De kern moet niet onverschillig voor ons zijn, omdat het het leven op de planeet beïnvloedt, omdat het verantwoordelijk wordt geacht voor de meerderheid van de elektromagnetische verschijnselen die de aarde karakteriseren (Bolívar, Vesga, Jaimes, & Suarez, 2011).
Het is samengesteld uit metalen, voornamelijk ijzer en nikkel. De materialen die de kern vormen worden gesmolten door de hoge temperaturen.

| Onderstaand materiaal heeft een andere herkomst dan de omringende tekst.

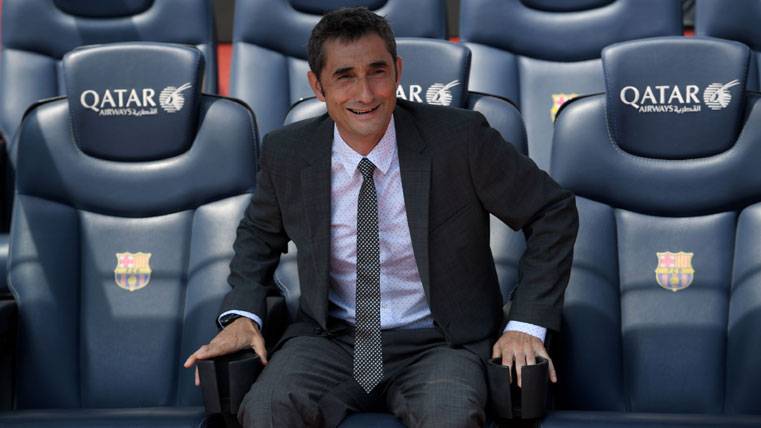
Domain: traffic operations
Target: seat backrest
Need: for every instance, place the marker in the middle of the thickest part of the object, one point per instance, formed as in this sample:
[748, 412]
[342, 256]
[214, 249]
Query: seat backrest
[270, 38]
[738, 22]
[664, 302]
[540, 53]
[435, 72]
[38, 33]
[127, 197]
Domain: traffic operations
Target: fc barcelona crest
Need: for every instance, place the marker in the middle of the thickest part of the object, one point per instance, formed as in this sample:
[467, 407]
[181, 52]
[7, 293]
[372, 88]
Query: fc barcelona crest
[133, 270]
[557, 101]
[674, 271]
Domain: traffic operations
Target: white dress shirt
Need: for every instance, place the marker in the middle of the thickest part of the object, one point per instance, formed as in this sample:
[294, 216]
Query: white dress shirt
[403, 302]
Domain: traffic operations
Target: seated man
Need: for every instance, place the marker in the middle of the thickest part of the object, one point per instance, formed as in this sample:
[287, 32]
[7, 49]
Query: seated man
[388, 203]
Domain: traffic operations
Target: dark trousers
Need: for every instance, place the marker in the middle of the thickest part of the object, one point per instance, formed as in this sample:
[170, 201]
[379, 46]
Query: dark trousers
[308, 383]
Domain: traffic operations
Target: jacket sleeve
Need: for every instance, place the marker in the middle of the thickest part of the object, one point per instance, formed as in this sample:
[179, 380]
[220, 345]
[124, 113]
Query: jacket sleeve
[260, 240]
[511, 187]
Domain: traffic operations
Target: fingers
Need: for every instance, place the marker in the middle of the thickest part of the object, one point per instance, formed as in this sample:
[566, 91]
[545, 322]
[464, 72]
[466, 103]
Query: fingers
[259, 348]
[200, 354]
[520, 361]
[553, 374]
[522, 349]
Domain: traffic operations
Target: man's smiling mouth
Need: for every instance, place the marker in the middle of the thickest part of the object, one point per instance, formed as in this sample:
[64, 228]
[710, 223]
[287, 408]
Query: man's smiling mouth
[356, 111]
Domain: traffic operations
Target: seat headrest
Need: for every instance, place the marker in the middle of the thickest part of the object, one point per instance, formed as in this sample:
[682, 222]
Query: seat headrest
[133, 101]
[675, 97]
[565, 5]
[103, 9]
[567, 30]
[434, 72]
[325, 6]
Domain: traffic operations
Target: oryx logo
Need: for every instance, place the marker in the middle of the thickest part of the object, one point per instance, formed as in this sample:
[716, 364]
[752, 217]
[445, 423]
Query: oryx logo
[717, 96]
[440, 94]
[171, 98]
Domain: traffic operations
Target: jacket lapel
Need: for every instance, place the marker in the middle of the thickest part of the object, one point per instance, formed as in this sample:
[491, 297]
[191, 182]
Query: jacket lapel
[415, 168]
[315, 182]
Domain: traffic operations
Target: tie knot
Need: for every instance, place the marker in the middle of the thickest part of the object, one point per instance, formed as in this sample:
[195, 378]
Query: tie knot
[366, 168]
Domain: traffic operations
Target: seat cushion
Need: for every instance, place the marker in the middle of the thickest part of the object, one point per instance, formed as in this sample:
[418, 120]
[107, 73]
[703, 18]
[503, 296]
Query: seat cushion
[165, 417]
[365, 420]
[634, 420]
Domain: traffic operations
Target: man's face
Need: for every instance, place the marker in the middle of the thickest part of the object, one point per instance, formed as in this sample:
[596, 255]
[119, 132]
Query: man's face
[358, 84]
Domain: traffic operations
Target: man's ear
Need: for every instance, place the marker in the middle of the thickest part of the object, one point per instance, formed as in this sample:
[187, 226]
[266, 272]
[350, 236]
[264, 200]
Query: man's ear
[316, 86]
[399, 67]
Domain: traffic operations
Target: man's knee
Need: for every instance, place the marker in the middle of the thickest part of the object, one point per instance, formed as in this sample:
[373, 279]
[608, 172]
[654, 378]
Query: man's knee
[447, 404]
[277, 404]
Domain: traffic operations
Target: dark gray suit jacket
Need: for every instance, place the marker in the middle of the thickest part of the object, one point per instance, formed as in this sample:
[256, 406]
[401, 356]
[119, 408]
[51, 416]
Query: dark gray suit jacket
[455, 170]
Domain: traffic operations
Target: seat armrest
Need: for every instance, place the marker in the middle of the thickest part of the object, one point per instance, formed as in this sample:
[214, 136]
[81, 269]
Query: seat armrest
[225, 380]
[507, 400]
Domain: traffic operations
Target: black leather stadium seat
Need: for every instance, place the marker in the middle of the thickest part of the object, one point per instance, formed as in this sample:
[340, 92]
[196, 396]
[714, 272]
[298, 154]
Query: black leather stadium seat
[38, 33]
[436, 72]
[738, 21]
[128, 194]
[662, 312]
[540, 53]
[270, 46]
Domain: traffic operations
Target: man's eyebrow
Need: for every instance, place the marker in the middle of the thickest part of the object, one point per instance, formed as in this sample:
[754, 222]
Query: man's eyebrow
[342, 70]
[375, 64]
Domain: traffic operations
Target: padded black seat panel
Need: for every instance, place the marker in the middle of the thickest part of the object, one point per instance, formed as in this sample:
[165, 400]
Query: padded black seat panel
[665, 286]
[120, 256]
[269, 65]
[645, 420]
[739, 23]
[163, 417]
[375, 420]
[539, 54]
[38, 33]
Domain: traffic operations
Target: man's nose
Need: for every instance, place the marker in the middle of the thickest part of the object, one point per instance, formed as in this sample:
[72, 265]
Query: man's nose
[364, 91]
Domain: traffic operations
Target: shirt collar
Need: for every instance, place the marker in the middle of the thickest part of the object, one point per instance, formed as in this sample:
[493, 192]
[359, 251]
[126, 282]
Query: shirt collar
[381, 155]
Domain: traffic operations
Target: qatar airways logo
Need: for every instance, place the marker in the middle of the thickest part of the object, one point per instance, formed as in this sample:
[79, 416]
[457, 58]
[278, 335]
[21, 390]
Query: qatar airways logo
[134, 102]
[437, 94]
[678, 99]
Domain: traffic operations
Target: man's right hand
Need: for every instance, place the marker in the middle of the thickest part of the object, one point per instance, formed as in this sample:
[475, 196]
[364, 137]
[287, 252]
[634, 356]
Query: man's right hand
[240, 334]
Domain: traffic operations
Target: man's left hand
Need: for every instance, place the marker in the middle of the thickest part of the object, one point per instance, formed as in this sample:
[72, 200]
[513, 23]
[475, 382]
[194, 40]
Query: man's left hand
[521, 348]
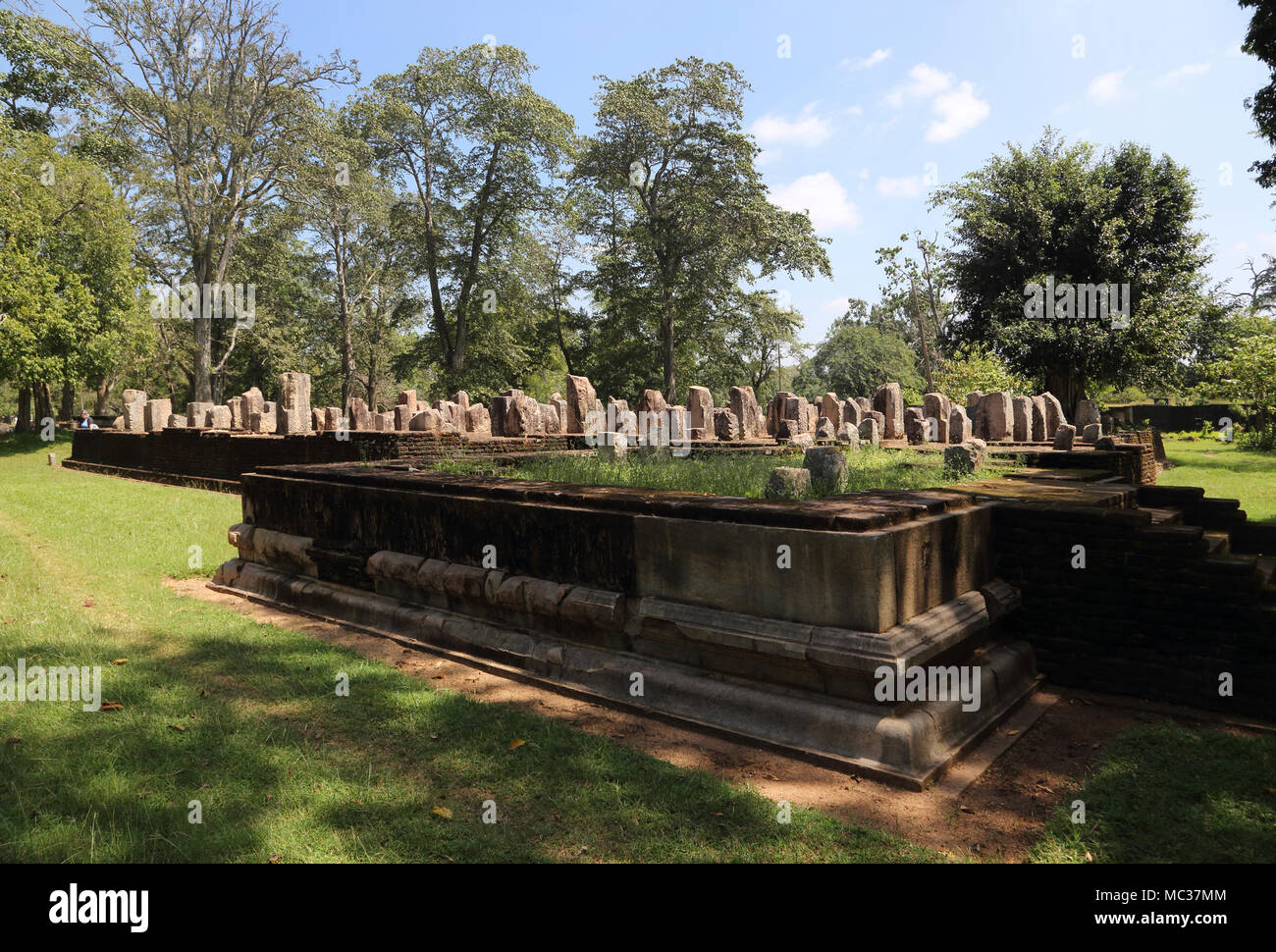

De kern is verdeeld in twee zones: buitenste kern en binnenste kern.
Externe kern
Het heeft een temperatuur tussen 4.000 ° C en 6.000 ° C. Het gaat van een diepte van 2.550 kilometer naar 4.750 kilometer. Het is een gebied waar ijzer zich in een vloeibare toestand bevindt.
Dit materiaal is een goede geleider van elektriciteit en circuleert met hoge snelheid aan de buitenkant. Hierdoor worden de elektrische stromen geproduceerd die het magnetisch veld van de aarde voortbrengen.
Interne kern
Het is het centrum van de aarde, ongeveer 1.250 kilometer dik en het is de op een na kleinste laag.
Het is een stevige metalen bol gemaakt van ijzer en nikkel, het is in vaste toestand, hoewel de temperatuur varieert van 5.000 ° C tot 6.000 ° C.
Op het oppervlak van de aarde smelt ijzer bij 1500 ° C; echter, in de binnenste kern zijn de drukken zo hoog dat het in de vaste toestand blijft. Hoewel het een van de kleinere lagen is, is de binnenste kern de heetste laag.
referenties
- Bolivar, L.C., Vesga, J., Jaimes, K., & Suarez, C. (maart, 2011). Geologie -UP. Verkregen uit interne structuur van de aarde: geologia-up.blogspot.com.co
- Educatief, P. (2017). Educatieve portal. Verkregen uit de interne structuur van de aarde: portaleducativo.net
- National Geographic. (7 juli 2015). Teruggeplaatst van Caryl-Sue: nationalgeographic.org
- Pino, F. (2017). onderzoeken. Verkregen van de interne structuur van de aarde: vix.com.